Two honest caveats. First, SMRs use different fuel: many advanced designs require HALEU (high-assay low-enriched uranium), which tightens the enrichment bottleneck as much as it lifts raw pounds. Second, initial reactor cores need more uranium up front than steady-state refuelling, so first-fill demand is lumpy. The direction is unambiguous — up — but the annual pounds accrue over years, not on the day a deal is announced.
For the full picture of how this demand meets a structurally short supply side, see our uranium supply and demand model.
Why It's a Real Catalyst — and Why Timelines Are Long
The bull case is straightforward. AI power demand is large, growing, and being met partly by companies with the balance sheets to underwrite long-dated contracts. That is exactly the kind of durable, price-insensitive demand that supports the uranium term price and encourages new reactors. It is a structural catalyst, not a headline that fades.
The reality check is equally straightforward. Restarts take years. New SMRs take longer — licensing, first-of-a-kind construction, and fuel supply all sit on the critical path, and several announced units target the late 2020s to 2030s. Co-location deals reshuffle existing generation more than they add it. An investor buying "the AI nuclear trade" is buying a multi-year to decade-long thesis, with the near-term uranium impact modest relative to the eventual buildout. Our investment thesis lays out how we weigh the catalyst against the timeline.
How to Get Exposure
If the AI-nuclear story is what you want to own, the exposure splits along the same lines as the rest of the sector. Utilities running the reactors capture the power-price and PPA upside. Uranium miners carry the fuel-demand leverage. SMR developers offer the highest potential return and the highest chance of permanent loss.
- Utilities and the broad universe: our best nuclear energy stocks guide sorts the field by risk.
- Reactor builders: the SMR stocks guide covers order books and dilution, with deeper dives on NuScale Power and Oklo.
- Fuel-side leverage: the uranium stock screener ranks every listed producer and developer.

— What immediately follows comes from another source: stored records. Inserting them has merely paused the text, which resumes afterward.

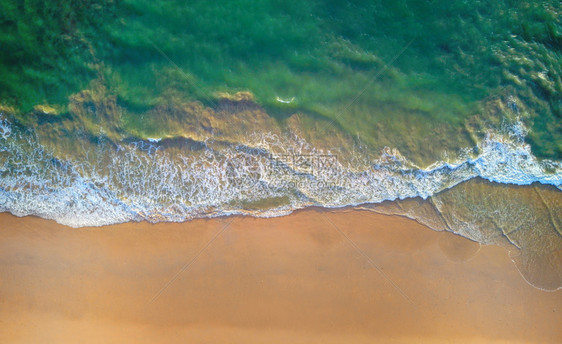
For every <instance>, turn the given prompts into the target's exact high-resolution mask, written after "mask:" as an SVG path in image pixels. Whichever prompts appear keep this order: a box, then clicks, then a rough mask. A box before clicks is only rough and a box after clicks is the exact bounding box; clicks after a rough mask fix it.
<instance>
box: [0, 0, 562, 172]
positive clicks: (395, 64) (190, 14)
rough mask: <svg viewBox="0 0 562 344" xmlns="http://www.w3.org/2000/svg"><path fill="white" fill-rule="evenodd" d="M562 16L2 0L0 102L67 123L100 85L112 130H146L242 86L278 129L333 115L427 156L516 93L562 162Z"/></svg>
mask: <svg viewBox="0 0 562 344" xmlns="http://www.w3.org/2000/svg"><path fill="white" fill-rule="evenodd" d="M560 12H561V8H560V3H559V2H558V1H455V2H451V1H439V0H434V1H404V0H401V1H365V0H362V1H361V0H359V1H345V2H341V1H291V0H283V1H276V0H271V1H268V0H263V1H248V0H236V1H189V2H184V1H158V2H154V1H143V0H124V1H82V2H75V1H10V0H2V1H0V25H1V26H2V30H1V33H0V46H2V50H1V52H0V103H1V104H2V105H3V106H10V107H11V108H12V109H14V110H15V111H14V112H15V113H16V116H17V117H19V118H20V119H21V120H22V121H23V122H24V123H28V124H29V125H31V124H32V123H35V122H37V121H38V120H37V119H36V118H35V117H33V116H32V115H30V112H33V109H34V107H35V106H37V105H44V104H47V105H49V106H50V108H52V109H54V111H53V112H56V113H58V116H72V109H69V106H68V103H69V97H70V96H71V95H73V94H76V93H77V92H79V91H81V90H85V89H95V88H99V87H102V86H103V87H104V92H100V94H101V96H100V97H102V98H103V97H114V98H115V99H116V104H117V106H119V109H120V115H119V120H118V123H117V124H114V128H113V129H107V130H106V131H110V130H117V131H118V132H119V133H120V135H122V136H136V137H138V136H141V137H153V136H165V135H166V134H167V133H166V129H165V128H164V126H163V121H164V119H163V117H166V116H167V115H166V113H165V112H164V113H163V112H162V111H152V112H151V111H150V110H151V109H154V108H158V107H159V106H160V107H162V106H170V104H178V103H182V102H189V101H201V102H202V103H203V104H205V105H207V106H210V107H215V106H216V105H217V102H218V100H217V93H219V92H230V93H234V92H238V91H249V92H251V93H252V94H254V95H255V102H256V103H258V104H259V105H260V106H262V107H263V108H264V109H265V110H266V112H267V113H268V114H269V115H270V116H271V117H273V118H274V119H275V120H276V121H278V122H279V123H281V124H283V123H284V121H285V120H286V119H287V118H288V117H289V116H291V115H292V114H294V113H299V114H301V118H302V120H301V123H302V126H303V128H304V129H305V131H306V130H307V128H308V130H310V131H313V130H317V123H318V122H325V123H326V126H330V127H334V128H336V130H338V131H341V132H343V133H345V134H346V135H349V136H351V137H354V138H356V139H357V140H358V141H360V142H361V143H363V144H365V145H367V146H369V147H372V148H373V149H374V150H378V149H381V148H383V147H384V146H390V147H396V148H398V149H399V150H400V151H401V152H403V154H405V155H406V156H408V157H409V158H410V159H412V160H414V161H421V162H424V163H431V162H432V161H435V160H439V158H440V157H441V155H442V153H443V151H446V150H449V151H455V150H456V149H459V148H462V147H466V146H471V145H474V144H475V143H474V140H473V139H472V138H471V135H470V133H468V132H467V130H466V128H467V125H466V123H467V119H468V118H470V117H471V116H474V115H480V116H483V117H484V118H486V116H488V112H489V110H488V109H487V108H486V103H485V100H487V99H490V97H502V96H503V97H505V96H508V95H510V96H515V97H517V99H519V100H520V102H521V103H522V104H524V106H525V115H524V116H523V117H524V120H525V123H526V124H527V126H528V127H529V128H530V129H531V130H530V132H529V135H528V136H527V140H528V142H529V143H531V144H532V148H533V153H534V154H535V155H537V156H539V157H543V158H551V159H555V160H559V159H560V158H561V156H562V140H561V135H560V134H561V130H562V121H561V120H560V118H561V108H560V105H561V100H562V96H561V95H562V82H561V75H562V58H561V56H560V54H561V47H562V24H561V20H560V17H561V16H560ZM92 80H96V81H98V82H97V83H94V84H92ZM100 85H101V86H100ZM289 100H292V102H290V103H284V102H282V101H289ZM100 125H101V126H103V123H101V124H100ZM116 128H117V129H116ZM315 128H316V129H315ZM428 147H432V148H431V149H429V148H428Z"/></svg>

Frequently asked questions
Which tech companies have signed nuclear deals for AI data centers? Microsoft (with Constellation), Amazon (with Talen and X-energy), Google (with Kairos Power), plus Oracle and Meta, which have signaled large nuclear procurement via permits and an RFP. See the deal table above and our live reactor tracker.

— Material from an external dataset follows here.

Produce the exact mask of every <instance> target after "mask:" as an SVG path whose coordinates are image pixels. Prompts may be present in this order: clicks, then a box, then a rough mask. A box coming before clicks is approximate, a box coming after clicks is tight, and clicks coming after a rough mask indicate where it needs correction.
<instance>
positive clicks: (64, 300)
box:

Is Microsoft restarting Three Mile Island? Effectively yes — Microsoft signed a long-term power purchase agreement with Constellation to restart Three Mile Island Unit 1, rebranded the Crane Clean Energy Center (~835 MW). It is a restart of an existing reactor, targeted for later this decade, not new construction.
How much uranium does an AI data center's nuclear power actually need? Depends entirely on the capacity. As a rough frame, a ~1 GW reactor consumes on the order of ~0.4–0.5 million pounds of U3O8 per year once operating. A single restart adds one reactor's worth; the full slate of announced SMR programs would layer on demand gradually through the 2030s.
Will SMRs for data centers move the uranium price soon? Not immediately. Most announced SMRs target the late 2020s to 2030s and face licensing and construction risk, and many need HALEU fuel that also strains enrichment capacity. The demand is real and directional, but it arrives over years.
Are these deals a reason to buy uranium stocks? They strengthen the long-term demand thesis, but they are a multi-year catalyst, not a same-day one. How you get exposure — utilities, miners, or SMR developers — depends on your risk tolerance; see our best nuclear energy stocks guide.
This article is for informational purposes only, not investment advice.